Filmin hemen hemen her sahnesi aklımızla dalga çeker ayrıntılarla dolu… Görüntüler ve renk kullanımı Avrupa ve Amerika romantik sineması biçiminde ilerlese de artık bu türden türün kötü örneği filmler çokça orada da yapılmıyor… Artık lütfen yapmayın… Bu filmler bunca emeklere karşın kimseye bir fayda sağlamıyor…

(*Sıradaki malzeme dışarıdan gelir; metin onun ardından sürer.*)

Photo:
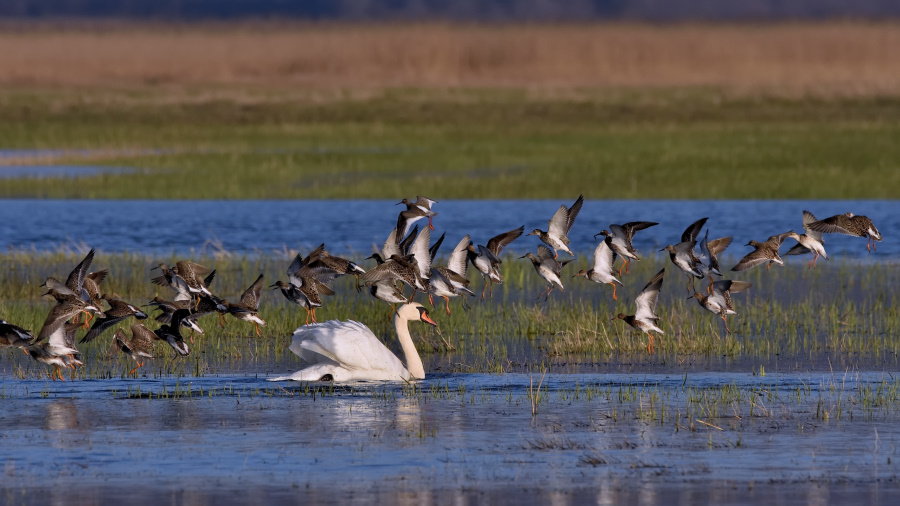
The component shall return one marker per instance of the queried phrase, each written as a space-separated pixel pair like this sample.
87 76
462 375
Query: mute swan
349 351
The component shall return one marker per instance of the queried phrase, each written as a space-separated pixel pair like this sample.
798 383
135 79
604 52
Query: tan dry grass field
834 58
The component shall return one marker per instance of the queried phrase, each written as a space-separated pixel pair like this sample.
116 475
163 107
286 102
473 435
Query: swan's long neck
413 362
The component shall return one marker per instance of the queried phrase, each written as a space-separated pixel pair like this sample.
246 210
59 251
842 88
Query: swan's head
415 312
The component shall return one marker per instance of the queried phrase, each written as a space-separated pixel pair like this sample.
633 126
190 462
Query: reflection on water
457 439
61 415
354 226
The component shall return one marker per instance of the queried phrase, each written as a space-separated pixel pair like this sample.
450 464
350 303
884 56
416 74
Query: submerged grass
456 144
838 316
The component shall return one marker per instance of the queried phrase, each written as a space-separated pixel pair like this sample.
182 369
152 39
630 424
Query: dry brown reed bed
838 58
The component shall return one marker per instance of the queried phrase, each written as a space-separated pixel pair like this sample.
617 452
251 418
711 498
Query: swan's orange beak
427 319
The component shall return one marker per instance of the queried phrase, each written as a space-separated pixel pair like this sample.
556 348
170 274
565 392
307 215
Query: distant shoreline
833 57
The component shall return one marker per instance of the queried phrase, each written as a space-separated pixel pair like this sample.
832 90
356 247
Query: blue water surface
356 226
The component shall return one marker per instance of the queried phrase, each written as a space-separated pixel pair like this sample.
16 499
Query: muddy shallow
654 438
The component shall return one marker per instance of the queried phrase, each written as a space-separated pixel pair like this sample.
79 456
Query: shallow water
454 437
354 227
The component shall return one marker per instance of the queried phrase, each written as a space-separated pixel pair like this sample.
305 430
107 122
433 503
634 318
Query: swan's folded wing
349 343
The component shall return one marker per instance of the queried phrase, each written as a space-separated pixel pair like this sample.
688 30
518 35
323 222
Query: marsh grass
839 315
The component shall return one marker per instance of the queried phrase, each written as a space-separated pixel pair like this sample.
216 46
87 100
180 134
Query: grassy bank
837 316
688 143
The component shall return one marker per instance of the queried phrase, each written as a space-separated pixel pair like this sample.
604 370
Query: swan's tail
317 372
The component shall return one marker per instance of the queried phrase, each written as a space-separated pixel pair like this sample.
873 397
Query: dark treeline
474 10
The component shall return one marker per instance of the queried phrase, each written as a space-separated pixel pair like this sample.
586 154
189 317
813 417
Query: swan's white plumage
349 351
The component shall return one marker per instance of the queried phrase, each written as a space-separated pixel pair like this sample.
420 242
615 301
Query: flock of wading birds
406 259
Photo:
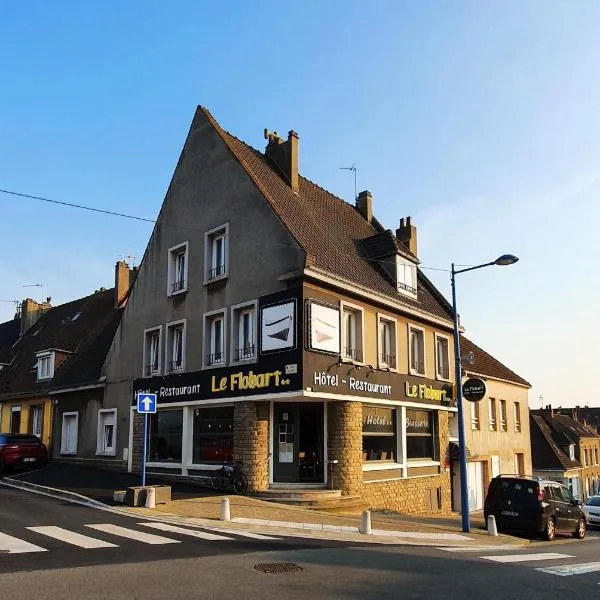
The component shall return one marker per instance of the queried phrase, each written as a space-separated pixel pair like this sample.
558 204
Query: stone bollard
492 529
365 525
150 498
225 510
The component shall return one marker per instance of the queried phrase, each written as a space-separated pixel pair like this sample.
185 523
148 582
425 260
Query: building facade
287 329
496 427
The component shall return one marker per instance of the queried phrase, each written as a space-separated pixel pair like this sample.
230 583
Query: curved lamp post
504 260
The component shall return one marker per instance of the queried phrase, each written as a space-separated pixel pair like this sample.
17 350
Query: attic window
406 277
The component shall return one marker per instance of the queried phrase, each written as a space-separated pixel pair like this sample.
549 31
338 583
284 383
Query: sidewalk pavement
200 506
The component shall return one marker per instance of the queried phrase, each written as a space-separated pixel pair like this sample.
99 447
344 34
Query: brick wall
251 441
344 429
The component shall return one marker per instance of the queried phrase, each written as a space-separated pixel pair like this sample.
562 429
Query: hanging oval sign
474 389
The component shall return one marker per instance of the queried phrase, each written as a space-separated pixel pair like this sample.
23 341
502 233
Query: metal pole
144 449
462 445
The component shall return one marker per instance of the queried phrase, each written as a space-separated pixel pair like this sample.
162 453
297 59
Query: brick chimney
364 205
31 311
124 278
284 154
407 234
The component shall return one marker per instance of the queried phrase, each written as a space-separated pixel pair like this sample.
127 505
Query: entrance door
15 419
298 443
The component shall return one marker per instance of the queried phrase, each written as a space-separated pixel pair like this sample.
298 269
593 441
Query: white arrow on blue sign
146 403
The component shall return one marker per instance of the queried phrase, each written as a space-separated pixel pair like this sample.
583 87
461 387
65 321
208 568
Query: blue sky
478 119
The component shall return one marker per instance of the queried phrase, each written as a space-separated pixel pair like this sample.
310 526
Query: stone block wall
344 429
251 441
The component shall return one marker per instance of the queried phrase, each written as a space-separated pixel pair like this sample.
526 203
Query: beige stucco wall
484 443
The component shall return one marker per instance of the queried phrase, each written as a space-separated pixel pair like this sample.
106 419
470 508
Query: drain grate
278 568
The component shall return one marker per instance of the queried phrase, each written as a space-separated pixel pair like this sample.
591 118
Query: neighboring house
285 328
554 454
582 441
50 357
496 427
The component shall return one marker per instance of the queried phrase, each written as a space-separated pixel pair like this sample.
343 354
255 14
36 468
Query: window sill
423 463
216 279
380 466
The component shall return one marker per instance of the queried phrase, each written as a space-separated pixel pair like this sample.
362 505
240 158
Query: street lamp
504 260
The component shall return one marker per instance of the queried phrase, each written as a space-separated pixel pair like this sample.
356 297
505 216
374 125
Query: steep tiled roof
486 364
546 452
329 230
73 329
9 334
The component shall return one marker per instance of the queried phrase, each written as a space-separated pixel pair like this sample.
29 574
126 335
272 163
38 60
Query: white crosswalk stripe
70 537
512 558
11 545
191 532
132 534
567 570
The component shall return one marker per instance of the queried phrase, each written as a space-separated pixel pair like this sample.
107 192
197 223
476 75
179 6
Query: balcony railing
245 352
353 354
218 271
214 359
178 286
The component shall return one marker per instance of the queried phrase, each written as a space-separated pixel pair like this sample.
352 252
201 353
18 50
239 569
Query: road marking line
132 534
11 545
191 532
567 570
480 548
254 536
70 537
506 558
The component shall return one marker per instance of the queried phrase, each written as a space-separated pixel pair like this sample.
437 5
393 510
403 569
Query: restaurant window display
213 434
380 438
420 435
165 433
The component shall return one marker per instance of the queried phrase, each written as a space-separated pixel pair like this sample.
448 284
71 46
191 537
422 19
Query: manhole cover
278 568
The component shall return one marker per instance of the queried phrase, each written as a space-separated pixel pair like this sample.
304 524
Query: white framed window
492 415
442 357
36 416
352 332
244 332
475 420
106 442
176 342
386 342
70 425
517 417
416 350
177 279
406 277
216 253
215 324
152 351
503 423
45 365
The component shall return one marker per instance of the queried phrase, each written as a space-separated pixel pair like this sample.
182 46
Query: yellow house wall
484 443
25 405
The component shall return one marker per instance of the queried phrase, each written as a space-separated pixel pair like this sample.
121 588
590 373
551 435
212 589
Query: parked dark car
20 451
534 506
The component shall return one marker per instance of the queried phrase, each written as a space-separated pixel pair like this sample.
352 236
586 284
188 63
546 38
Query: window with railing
387 343
416 350
217 253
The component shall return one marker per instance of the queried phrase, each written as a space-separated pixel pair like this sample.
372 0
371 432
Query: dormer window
406 277
45 365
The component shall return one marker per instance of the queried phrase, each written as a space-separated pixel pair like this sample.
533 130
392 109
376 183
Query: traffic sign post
146 405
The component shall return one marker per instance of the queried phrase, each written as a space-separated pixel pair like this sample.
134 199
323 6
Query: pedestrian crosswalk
524 557
110 535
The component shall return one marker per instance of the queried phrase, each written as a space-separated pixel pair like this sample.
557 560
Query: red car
21 451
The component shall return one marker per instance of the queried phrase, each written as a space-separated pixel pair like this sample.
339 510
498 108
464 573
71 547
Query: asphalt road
187 567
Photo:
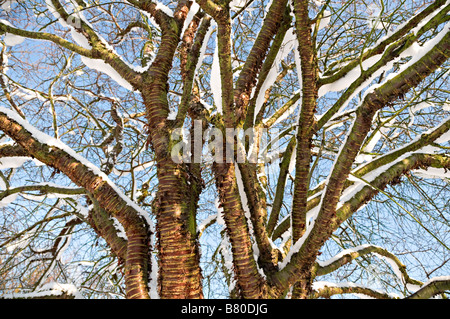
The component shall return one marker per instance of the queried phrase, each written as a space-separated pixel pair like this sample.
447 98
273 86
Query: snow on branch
328 289
51 290
45 147
348 255
432 287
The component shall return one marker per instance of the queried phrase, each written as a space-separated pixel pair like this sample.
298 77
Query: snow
204 47
164 8
101 66
318 285
51 141
6 6
21 242
325 21
8 200
49 289
342 254
192 12
432 172
12 39
289 43
244 202
13 161
202 226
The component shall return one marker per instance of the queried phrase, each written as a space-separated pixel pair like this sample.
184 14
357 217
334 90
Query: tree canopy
224 149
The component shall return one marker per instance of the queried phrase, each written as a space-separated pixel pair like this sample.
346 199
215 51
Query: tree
124 150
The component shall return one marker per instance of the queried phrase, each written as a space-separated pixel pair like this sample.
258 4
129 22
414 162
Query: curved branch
55 154
431 288
327 290
348 255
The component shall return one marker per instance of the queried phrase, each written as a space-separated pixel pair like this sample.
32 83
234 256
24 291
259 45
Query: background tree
348 105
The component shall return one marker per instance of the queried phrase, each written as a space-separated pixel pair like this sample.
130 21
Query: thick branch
55 154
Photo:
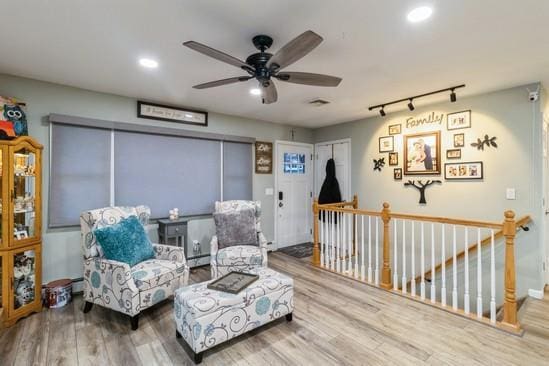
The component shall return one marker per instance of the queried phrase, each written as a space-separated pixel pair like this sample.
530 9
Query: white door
340 151
294 193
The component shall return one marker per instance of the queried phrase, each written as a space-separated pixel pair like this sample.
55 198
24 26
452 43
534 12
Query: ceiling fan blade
295 49
212 84
269 93
218 55
307 78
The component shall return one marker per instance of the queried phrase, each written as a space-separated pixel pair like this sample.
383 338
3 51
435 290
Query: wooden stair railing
336 243
472 248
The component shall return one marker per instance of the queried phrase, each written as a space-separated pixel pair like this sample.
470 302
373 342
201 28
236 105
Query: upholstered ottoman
206 318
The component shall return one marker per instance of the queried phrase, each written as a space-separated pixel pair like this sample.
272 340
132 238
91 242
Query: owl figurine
16 115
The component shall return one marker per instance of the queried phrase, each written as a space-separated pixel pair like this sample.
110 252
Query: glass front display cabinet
20 228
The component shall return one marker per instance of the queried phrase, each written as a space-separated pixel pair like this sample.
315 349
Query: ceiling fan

Allah Yazdıysa Bozsun, bu senaryosu ve oyunculukları ile bir daha gösterilirse izlersem “Allah Yazdıysa Bozsun” dedirtiyor. Madem kader bizi bir yerlere sürükleyecek, bu sinema diliyle bu film ve benzerleri bir daha olmasın diye duacı olalım, benden söylemesi…
Yönetmen : Barış Yöş
Senaryo : Gökçe Tezdoğan, Gökhan Yıldız
Görüntü Yönetmeni : Vedat Dikmetaş
Müzik : Barış Aryay
Oyuncular : Gonca Vuslateri, Burak Yamantürk, Nurseli İdiz, Köksal Engür, Öznur Serçeler, Pelin Öztekin, Merve Sarıtaş
Türkiye / Romantik-Komedi / 105 Dk.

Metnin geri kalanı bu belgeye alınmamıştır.